Dos grandes mitos de la motivación en el trabajo, desmontados

Dos grandes mitos de la motivación en el trabajo, desmontados

¿Qué es lo que nos motiva en la vida y por qué? ¿Es el dinero o, por el contrario, este ejerce una especie de poder sobre nosotros? ¿Es posible motivar a los demás? Hay muchísimas preguntas (existenciales) a las que voy a tratar de responder como especialista apasionado de las habilidades sociales.

Mito n. º 1: la mayoría de las personas no están motivadas

Cuando inicio una conferencia sobre el tema de la motivación, siempre hago la siguiente pregunta que, en mi opinión, es fundamental: “¿Creéis que todas las personas están motivadas?”. Cada vez que la planteo, la pregunta se entiende de forma incorrecta y el público me responde que no. Sin embargo, es al revés: sí, todo el mundo está motivado. La pregunta que realmente hay que plantearse es más bien qué motiva a las personas. Para entenderlo mejor, me gustaría que revisáramos el concepto de motivación intrínseca y extrínseca, el cual es la raíz de todas las teorías contemporáneas que existen sobre el tema.

Por una parte, existe la motivación intrínseca o, dicho de otro modo, la motivación interna, lo que nos mueve cada día, lo que hace que nos levantemos cada mañana, nuestra razón de ser. Esta motivación nos estimula y se mueve en nuestro interior.

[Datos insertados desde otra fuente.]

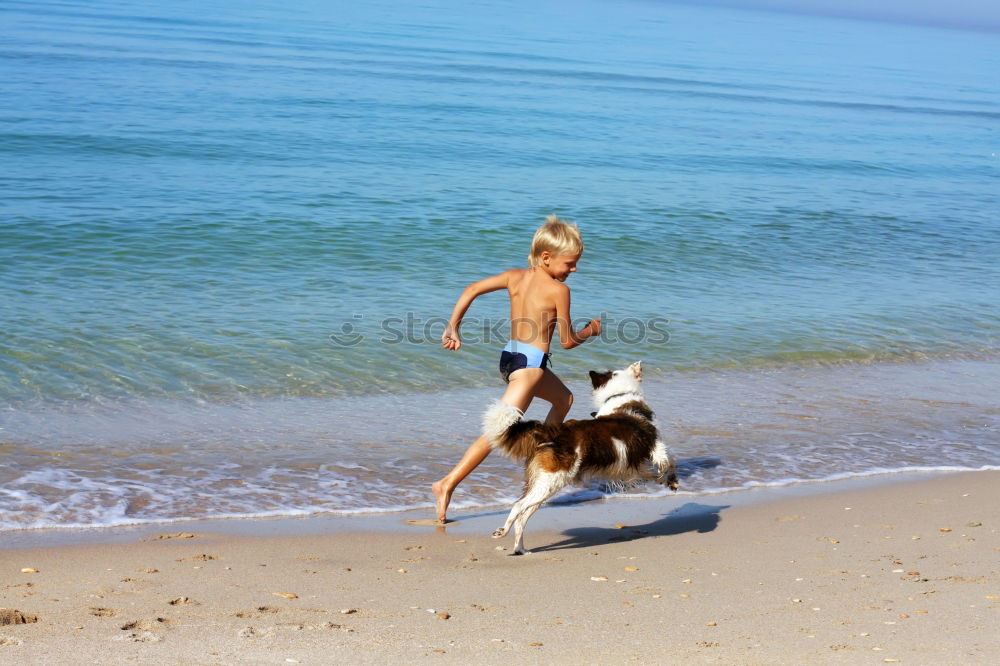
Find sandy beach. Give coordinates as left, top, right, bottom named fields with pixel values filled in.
left=0, top=472, right=1000, bottom=664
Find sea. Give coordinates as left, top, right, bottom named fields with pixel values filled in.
left=0, top=0, right=1000, bottom=528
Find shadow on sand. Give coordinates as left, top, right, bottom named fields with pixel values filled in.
left=531, top=502, right=730, bottom=552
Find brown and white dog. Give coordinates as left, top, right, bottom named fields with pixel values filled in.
left=483, top=362, right=678, bottom=555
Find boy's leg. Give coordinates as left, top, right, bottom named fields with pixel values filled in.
left=535, top=368, right=573, bottom=423
left=431, top=368, right=544, bottom=523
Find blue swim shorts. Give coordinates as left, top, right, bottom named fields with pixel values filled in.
left=500, top=340, right=550, bottom=383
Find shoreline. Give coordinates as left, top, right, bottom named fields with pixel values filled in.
left=0, top=462, right=984, bottom=552
left=0, top=471, right=1000, bottom=664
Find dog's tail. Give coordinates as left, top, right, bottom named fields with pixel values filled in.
left=483, top=400, right=543, bottom=460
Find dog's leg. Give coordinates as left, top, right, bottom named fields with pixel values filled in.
left=514, top=472, right=571, bottom=555
left=493, top=498, right=527, bottom=539
left=653, top=439, right=680, bottom=491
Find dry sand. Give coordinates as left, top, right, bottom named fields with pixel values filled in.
left=0, top=472, right=1000, bottom=664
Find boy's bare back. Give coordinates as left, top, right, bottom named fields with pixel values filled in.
left=504, top=268, right=569, bottom=352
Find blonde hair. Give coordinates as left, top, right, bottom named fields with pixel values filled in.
left=528, top=215, right=583, bottom=268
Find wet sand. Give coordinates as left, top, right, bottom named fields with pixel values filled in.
left=0, top=472, right=1000, bottom=664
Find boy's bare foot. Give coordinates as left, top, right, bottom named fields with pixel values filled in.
left=431, top=480, right=451, bottom=525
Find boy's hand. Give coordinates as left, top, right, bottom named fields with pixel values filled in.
left=587, top=317, right=601, bottom=338
left=441, top=326, right=462, bottom=351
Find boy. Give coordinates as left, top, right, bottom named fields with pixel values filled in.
left=431, top=215, right=601, bottom=523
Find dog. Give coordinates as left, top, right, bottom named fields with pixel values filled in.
left=483, top=361, right=678, bottom=555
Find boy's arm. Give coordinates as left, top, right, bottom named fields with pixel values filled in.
left=556, top=284, right=601, bottom=349
left=441, top=271, right=510, bottom=351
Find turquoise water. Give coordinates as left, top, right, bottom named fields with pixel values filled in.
left=0, top=0, right=1000, bottom=526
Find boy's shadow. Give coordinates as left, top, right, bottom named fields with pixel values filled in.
left=531, top=502, right=730, bottom=552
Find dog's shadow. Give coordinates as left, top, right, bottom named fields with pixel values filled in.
left=531, top=502, right=730, bottom=552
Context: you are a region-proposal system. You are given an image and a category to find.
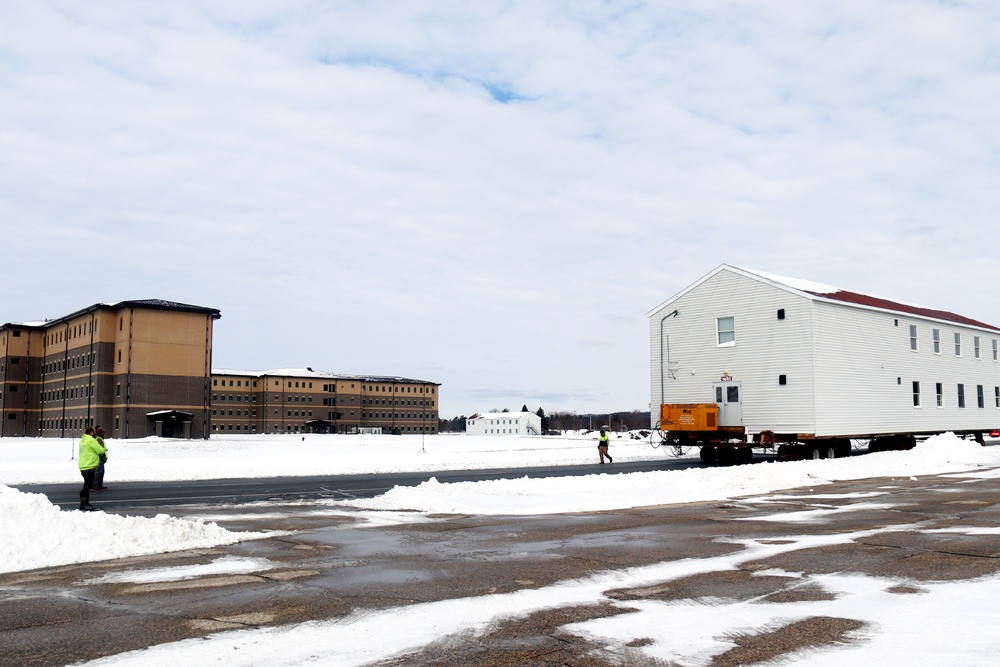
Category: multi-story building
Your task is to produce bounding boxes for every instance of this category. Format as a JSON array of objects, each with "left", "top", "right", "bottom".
[
  {"left": 0, "top": 300, "right": 440, "bottom": 438},
  {"left": 0, "top": 299, "right": 220, "bottom": 438},
  {"left": 211, "top": 368, "right": 440, "bottom": 434}
]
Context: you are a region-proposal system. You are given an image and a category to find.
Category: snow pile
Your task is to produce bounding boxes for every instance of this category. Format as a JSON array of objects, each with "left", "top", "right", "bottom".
[
  {"left": 0, "top": 433, "right": 1000, "bottom": 572},
  {"left": 0, "top": 485, "right": 267, "bottom": 572},
  {"left": 351, "top": 433, "right": 1000, "bottom": 514},
  {"left": 0, "top": 433, "right": 656, "bottom": 485}
]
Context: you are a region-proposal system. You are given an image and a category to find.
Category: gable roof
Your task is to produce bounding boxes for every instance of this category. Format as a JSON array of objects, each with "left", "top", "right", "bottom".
[{"left": 649, "top": 264, "right": 1000, "bottom": 331}]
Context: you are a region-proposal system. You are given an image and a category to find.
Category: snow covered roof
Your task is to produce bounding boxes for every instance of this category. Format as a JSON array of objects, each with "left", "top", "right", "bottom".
[
  {"left": 212, "top": 368, "right": 441, "bottom": 386},
  {"left": 466, "top": 410, "right": 535, "bottom": 419},
  {"left": 0, "top": 299, "right": 222, "bottom": 329},
  {"left": 649, "top": 264, "right": 1000, "bottom": 331}
]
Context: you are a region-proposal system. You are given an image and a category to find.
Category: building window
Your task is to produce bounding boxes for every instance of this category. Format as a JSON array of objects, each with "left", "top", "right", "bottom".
[{"left": 717, "top": 317, "right": 736, "bottom": 345}]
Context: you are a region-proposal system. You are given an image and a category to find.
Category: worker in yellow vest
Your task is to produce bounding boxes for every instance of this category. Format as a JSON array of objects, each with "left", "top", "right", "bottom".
[{"left": 597, "top": 428, "right": 614, "bottom": 465}]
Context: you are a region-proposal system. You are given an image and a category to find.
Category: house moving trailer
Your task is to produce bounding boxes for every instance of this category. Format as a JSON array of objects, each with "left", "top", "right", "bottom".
[{"left": 648, "top": 264, "right": 1000, "bottom": 462}]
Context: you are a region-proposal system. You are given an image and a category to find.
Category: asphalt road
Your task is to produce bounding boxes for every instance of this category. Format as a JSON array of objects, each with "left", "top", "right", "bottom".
[
  {"left": 15, "top": 454, "right": 720, "bottom": 511},
  {"left": 7, "top": 461, "right": 1000, "bottom": 667}
]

  • Su primer ingrediente no es otro que el sentido que le encontramos a la realización de una tarea o un trabajo desde un punto de vista puramente profesional. El problema es que la mayor parte de las personas no sabe qué es lo que realmente las motiva. Es la razón por la que responden que “no” de forma masiva a la primera pregunta. Malas noticias para estas personas: lo más importante no es tanto qué hacemos, sino por qué lo hacemos. A este respecto, la famosa historia del conserje de la NASA es un buen ejemplo. En una visita al centro de esta institución, el presidente Kennedy le preguntó a un conserje cuál era su cometido en la NASA. Este simplemente le respondió: “Estoy aquí para ayudar a enviar al primer hombre a la Luna”. Esta historia es la ilustración por excelencia de la implicación en una misión común que va más allá de una simple tarea.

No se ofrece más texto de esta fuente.